A) 0.0968 B) 0.4032 C) 0.3270 D) 0.6730
i still don't get how to do it?
To solve this problem, we need to use the properties of the normal distribution and the concept of the sampling distribution.
The weights of the fish in the lake are normally distributed with a mean of 11 lb and a standard deviation of 6 lb. When we randomly select a sample of fish and calculate the mean weight of that sample, this is called the sample mean. The mean of the sample means is the same as the population mean, which is 11 lb. The standard deviation of the sample means, also known as the standard error, can be calculated by dividing the standard deviation of the population by the square root of the sample size.
In this case, we are randomly selecting 4 fish, so the standard deviation of the sample means is 6 / √4 = 3 lb.
Now, we need to compute the z-scores for the lower and upper limits of the desired range of mean weights. The z-score of a value represents the number of standard deviations it is away from the mean.

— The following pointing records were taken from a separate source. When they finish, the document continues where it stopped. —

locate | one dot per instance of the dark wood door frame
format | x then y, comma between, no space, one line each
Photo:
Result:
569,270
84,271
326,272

We can calculate the z-score using the formula:
z = (x - μ) / σ
Where:
- x is the value of interest (in this case, the lower and upper limits of the desired range)
- μ is the mean of the population (11 lb)

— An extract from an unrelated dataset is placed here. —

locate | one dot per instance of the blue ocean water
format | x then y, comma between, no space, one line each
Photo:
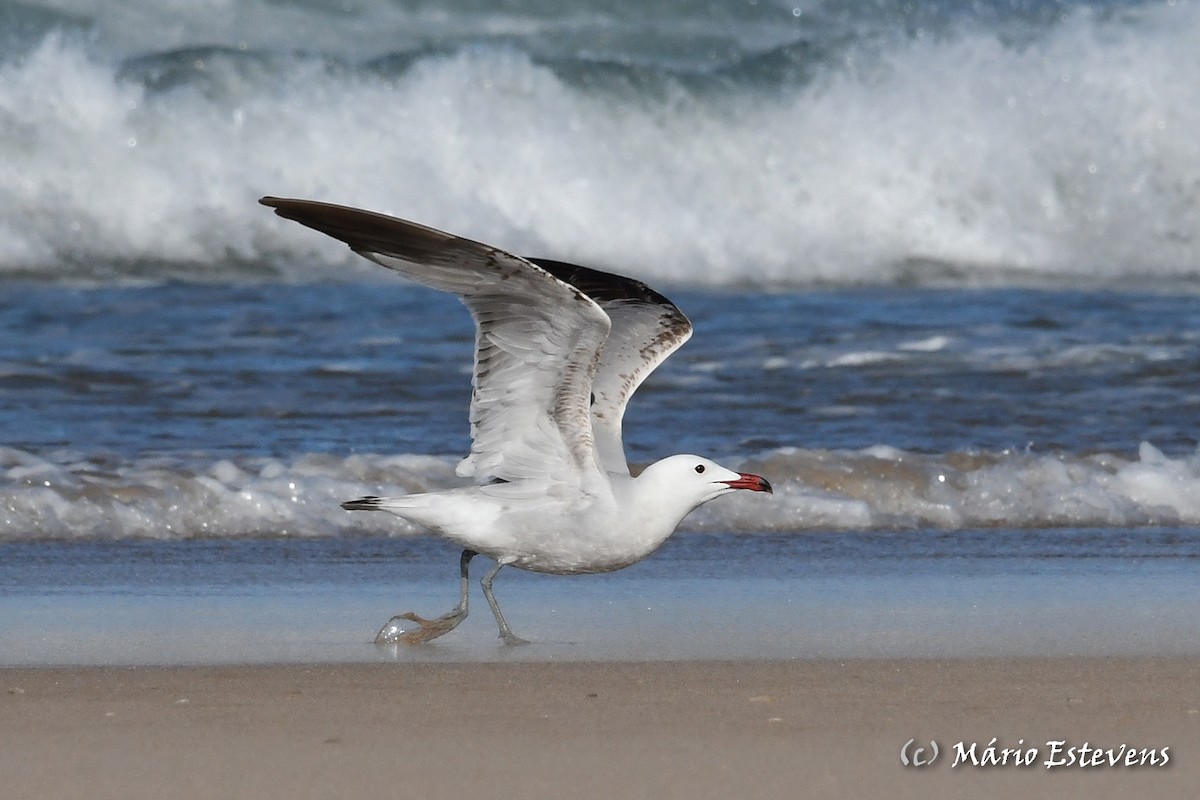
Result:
942,260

- σ is the standard deviation of the sample means (3 lb)
For the lower limit (8.6 lb):
z1 = (8.6 - 11) / 3 = -0.8
For the upper limit (14.6 lb):
z2 = (14.6 - 11) / 3 = 1.2
Next, we need to find the probability associated with each z-score using the standard normal distribution table (also known as the z-table). The z-table provides the cumulative probability up to a given z-score. We want to find the probability between these two z-scores, so we need to calculate the area between them.

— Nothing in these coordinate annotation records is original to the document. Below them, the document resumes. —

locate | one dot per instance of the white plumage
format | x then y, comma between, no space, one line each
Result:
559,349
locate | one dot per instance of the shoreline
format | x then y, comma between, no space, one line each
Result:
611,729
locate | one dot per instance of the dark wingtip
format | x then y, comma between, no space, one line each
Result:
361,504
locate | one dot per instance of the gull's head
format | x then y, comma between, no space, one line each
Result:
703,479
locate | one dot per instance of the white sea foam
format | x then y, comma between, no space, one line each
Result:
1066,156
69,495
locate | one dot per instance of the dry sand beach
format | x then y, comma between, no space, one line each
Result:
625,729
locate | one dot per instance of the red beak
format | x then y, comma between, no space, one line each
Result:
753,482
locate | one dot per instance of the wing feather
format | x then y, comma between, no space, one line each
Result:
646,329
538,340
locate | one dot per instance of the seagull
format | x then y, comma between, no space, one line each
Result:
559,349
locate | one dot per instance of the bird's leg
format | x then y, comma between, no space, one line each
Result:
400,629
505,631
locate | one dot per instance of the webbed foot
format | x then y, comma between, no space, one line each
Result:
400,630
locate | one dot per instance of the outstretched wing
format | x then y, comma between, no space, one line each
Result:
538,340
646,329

Using the z-table, we find that the area to the left of z1 (-0.8) is 0.2119, and the area to the left of z2 (1.2) is 0.8849. To find the area between these two z-scores, we subtract the smaller area from the larger area:
P(z1 < z < z2) = P(z < z2) - P(z < z1)
= 0.8849 - 0.2119
= 0.6730
Therefore, the probability that the mean weight will be between 8.6 and 14.6 lb for a sample of 4 fish is 0.6730. The correct answer is (D) 0.6730.
Z = (mean1 - mean2)/standard error (SE) of difference between means
SEdiff = √(SEmean1^2 + SEmean2^2)
SEm = SD/√(n-1)
If only one SD is provided, you can use just that to determine SEdiff.
Find table in the back of your statistics text labeled something like "areas under normal distribution" to find the proportions related to the Z scores.